I decided to pick up floor barre in 2019. I was recovering from a minor ankle sprain that kept me away from ballet classes for a while. I thought it was a good idea to get back in ballet shape and try something I had never done before. Saying that I loved it is an understatement. After the first class, I left the studio eager to note down every single exercise to remember everything I learned and practice on my own until the next time.
What is floor barre?
Floor barre was created by Boris Kniaseff in 1953 as a way to cope with the absence of barres in his studio. He took the common ballet barre exercises and adapted them to be executed on the floor. In a floor barre class, you perform ballet movements sitting and laying on the floor.
Is there just one floor barre method?
After Kniaseff, many others developed their own floor barre methods in order to suit their and their students’ needs. I have seen many professional dancers creating their own routines of floor exercises.

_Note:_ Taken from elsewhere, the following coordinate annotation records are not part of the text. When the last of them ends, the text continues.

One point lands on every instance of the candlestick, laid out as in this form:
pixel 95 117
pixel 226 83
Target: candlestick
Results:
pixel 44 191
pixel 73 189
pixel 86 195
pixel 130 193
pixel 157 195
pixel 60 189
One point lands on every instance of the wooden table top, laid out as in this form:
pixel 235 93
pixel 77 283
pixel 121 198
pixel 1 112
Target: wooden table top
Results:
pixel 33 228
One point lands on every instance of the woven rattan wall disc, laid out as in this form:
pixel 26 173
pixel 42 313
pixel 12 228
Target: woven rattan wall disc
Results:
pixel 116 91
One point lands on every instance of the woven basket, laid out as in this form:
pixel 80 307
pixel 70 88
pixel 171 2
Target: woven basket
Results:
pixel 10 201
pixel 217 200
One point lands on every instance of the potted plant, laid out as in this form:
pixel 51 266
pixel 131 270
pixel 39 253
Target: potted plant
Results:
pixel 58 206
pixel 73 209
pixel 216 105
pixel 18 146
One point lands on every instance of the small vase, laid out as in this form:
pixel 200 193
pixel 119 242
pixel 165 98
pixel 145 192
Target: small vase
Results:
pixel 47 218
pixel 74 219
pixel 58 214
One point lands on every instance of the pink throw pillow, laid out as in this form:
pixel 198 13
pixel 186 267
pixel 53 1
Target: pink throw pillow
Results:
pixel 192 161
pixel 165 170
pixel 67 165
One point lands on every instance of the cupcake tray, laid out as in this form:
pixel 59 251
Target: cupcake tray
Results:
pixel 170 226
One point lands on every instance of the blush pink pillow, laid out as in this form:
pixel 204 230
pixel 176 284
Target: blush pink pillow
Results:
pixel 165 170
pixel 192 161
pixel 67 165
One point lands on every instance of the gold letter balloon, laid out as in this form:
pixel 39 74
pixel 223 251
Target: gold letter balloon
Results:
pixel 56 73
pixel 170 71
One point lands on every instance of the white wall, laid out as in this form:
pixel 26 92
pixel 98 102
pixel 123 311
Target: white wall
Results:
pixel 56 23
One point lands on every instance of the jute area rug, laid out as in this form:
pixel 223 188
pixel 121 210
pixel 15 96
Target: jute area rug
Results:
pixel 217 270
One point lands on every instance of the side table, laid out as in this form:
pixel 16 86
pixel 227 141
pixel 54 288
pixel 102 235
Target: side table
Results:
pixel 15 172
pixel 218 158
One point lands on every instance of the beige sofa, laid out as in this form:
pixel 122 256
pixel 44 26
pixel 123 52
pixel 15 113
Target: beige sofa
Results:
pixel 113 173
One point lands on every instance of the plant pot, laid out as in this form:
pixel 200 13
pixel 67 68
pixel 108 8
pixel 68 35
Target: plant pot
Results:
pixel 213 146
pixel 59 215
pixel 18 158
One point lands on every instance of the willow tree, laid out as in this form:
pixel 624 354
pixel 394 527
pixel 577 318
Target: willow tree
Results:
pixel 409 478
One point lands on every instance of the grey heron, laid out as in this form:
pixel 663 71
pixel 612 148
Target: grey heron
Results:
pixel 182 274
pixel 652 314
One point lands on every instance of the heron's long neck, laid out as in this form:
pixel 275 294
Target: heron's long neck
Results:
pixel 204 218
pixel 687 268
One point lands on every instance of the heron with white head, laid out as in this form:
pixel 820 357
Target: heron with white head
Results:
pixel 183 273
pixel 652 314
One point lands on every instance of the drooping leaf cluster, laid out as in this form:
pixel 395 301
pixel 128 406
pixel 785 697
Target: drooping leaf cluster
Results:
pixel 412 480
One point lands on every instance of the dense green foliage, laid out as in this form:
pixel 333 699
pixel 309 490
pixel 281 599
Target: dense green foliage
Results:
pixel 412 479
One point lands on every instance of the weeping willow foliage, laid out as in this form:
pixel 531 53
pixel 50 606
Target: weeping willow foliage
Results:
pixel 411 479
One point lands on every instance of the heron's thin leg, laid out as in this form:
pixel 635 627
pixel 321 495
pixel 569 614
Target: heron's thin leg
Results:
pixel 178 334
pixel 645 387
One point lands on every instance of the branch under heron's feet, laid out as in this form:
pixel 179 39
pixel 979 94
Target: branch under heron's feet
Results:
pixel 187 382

I remember reading about Maya Plisetskaya who always performed a floor barre sequence on her own before a class or show.
The methods that I personally tried are Zena Rommett and Dancer’s Body.
I was introduced to the Zena Rommett method by pure curiosity, after having heard multiple professional dancers talking about it. I decided to do a quick research and found a teacher very close to my dance studio, so I went in for a trial. I walked out at least two centimeters taller than when I came in! The focus is mainly on alignment and finding length.
Dancer’s Body was created by Cathy Laymet, a French ballet teacher passionate about ballet technique, placement and anatomy. She decided to expand the work of Boris Kniaseff, Zena Rommett and Laurence Fanon and create her own floor barre class structure including original exercises based on her research and experience.
What I love about floor barre
I started taking Dancer’s Body floor barre classes regularly with Cathy Laymet in September 2019. At first I had two classes a week at her studio and I increased it to four weekly classes.
What I love the most about floor barre is the simplicity and repetitions of the movements which allows me to understand how my body moves, find and strengthen the right muscles. Sometimes in ballet class there’s too much to think about and I struggle to isolate what I need to work on. With the Dancer’s Body method, we often do the same exercise in various positions. This enables me to imprint the sensation in my body, my movement patterns are solid, I can focus on what needs improvement: deepening my turnout, lengthening my spine, finding the lines of push and pull in my legs and arms, breathing, you name it.
What are the benefits of floor barre?
Needless to say that my placement got better, which allowed for major improvements in my work. Multiple turns were suddenly not a struggle anymore, as well as pointe classes. In floor barre we seriously focus on alignment, which is essential to dance well and acquire what we call a “strong technique”. Placement must always come first. Without proper placement there is no proper technique.
In summary, floor barre is wonderful to:
improve turnout (for a strong and stable supporting leg)
increase mobility and flexibility (for more range of motion)
build strength (for extensions, better partnering, more stamina)
enhance coordination (for fluid and graceful movements)
fine-tune proprioception (to quickly adjust your technique)
Who is floor barre for?
I would recommend floor barre to any dancer who is looking for a supplement to their daily ballet classes. The best would actually be to include floor barre in your pre-ballet class routine as it sets your body up for what is coming next and allows you to achieve a better range of motion.
Floor barre is also one of the top choices for injured dancers who should avoid weight bearing exercises, but can still move. In my case, thanks to floor barre, I started finding the muscles I need to turn my legs out properly. My ankle injury was mostly the result of improper turnout: it was not turning out from the top of my thighs, I was forcing the rotation from my knees and feet. You might also find the reason for, and a solution to, your injuries with your floor barre practice.
In conclusion, it is the perfect addition to any dancer’s schedule: practical, functional and extremely beneficial.
Have you tried a floor barre class yet?